Randomized, double-blind, placebo-controlled trial of autologous blood therapy for atopic dermatitis
The British Journal of Dermatology. 2003;148((2):):307-13.
BACKGROUND Autologous blood therapy (ABT) is used for treating atopic dermatitis (AD) in some European countries and is promoted on internet sites for this condition. However, there is little evidence from rigorous clinical trials to suggest that it is effective. OBJECTIVES To test the effectiveness of ABT for the symptomatic treatment of patients with AD. METHODS Fifty subjects responded to press advertisements, and 31 were randomized within strata of severity at recruitment. Patients were included into a double-blind, placebo-controlled trial and received ABT or placebo once weekly for 5 weeks. Assessments were performed at baseline, at weekly intervals and after a 5-week follow up. The Six Area, Six Sign AD (SASSAD) severity index was predefined as the primary outcome measure. The Dermatology Life Quality Index and patient ratings of pruritus, quality of sleep and skin appearance on 100-mm visual analogue scales were defined as secondary outcome measures.

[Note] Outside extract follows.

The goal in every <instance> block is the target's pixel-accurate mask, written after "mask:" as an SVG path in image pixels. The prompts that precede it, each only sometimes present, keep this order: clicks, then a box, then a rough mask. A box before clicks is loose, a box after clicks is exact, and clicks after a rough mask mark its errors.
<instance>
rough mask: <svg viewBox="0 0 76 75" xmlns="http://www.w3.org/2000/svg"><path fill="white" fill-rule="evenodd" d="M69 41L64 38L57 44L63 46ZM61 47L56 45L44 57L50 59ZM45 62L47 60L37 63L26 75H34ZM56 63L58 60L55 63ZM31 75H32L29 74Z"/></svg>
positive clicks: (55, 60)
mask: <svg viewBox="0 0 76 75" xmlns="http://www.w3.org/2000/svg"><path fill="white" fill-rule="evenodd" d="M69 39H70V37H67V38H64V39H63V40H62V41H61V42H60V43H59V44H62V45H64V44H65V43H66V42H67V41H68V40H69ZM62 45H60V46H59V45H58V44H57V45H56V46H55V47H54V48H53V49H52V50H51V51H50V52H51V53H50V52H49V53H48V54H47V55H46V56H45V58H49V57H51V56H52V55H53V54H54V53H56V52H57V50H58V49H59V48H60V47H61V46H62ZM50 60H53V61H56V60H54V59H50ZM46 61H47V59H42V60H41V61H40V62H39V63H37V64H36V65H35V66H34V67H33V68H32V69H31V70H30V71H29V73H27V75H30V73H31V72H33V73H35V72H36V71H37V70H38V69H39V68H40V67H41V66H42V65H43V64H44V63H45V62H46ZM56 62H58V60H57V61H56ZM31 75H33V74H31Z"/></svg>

Success of patient blinding and adverse events were assessed. RESULTS Data were analysed on an intention-to-treat basis. Analysis of covariance suggested a significant differential change of the SASSAD score between baseline and the end of the follow-up period in favour of ABT. The mean reduction in SASSAD score was 13. 5 points (95% confidence interval, CI 6. 6-20. 4, P < 0. 001) over and above placebo; the corresponding value at the end of treatment was 9. 6 (95% CI 4. 2-14. 9, P = 0. 001). No clear significant intergroup differences in any of the secondary outcome measures were found. Six patients in the ABT group and seven in the placebo group reported minor and transient adverse events. CONCLUSIONS These data suggest that, according to the SASSAD score, ABT has beneficial effects in the treatment of AD, although this was not confirmed by the patient-rated assessments. The improvement in observer-rated skin condition suggested by this study needs confirmation in larger trials.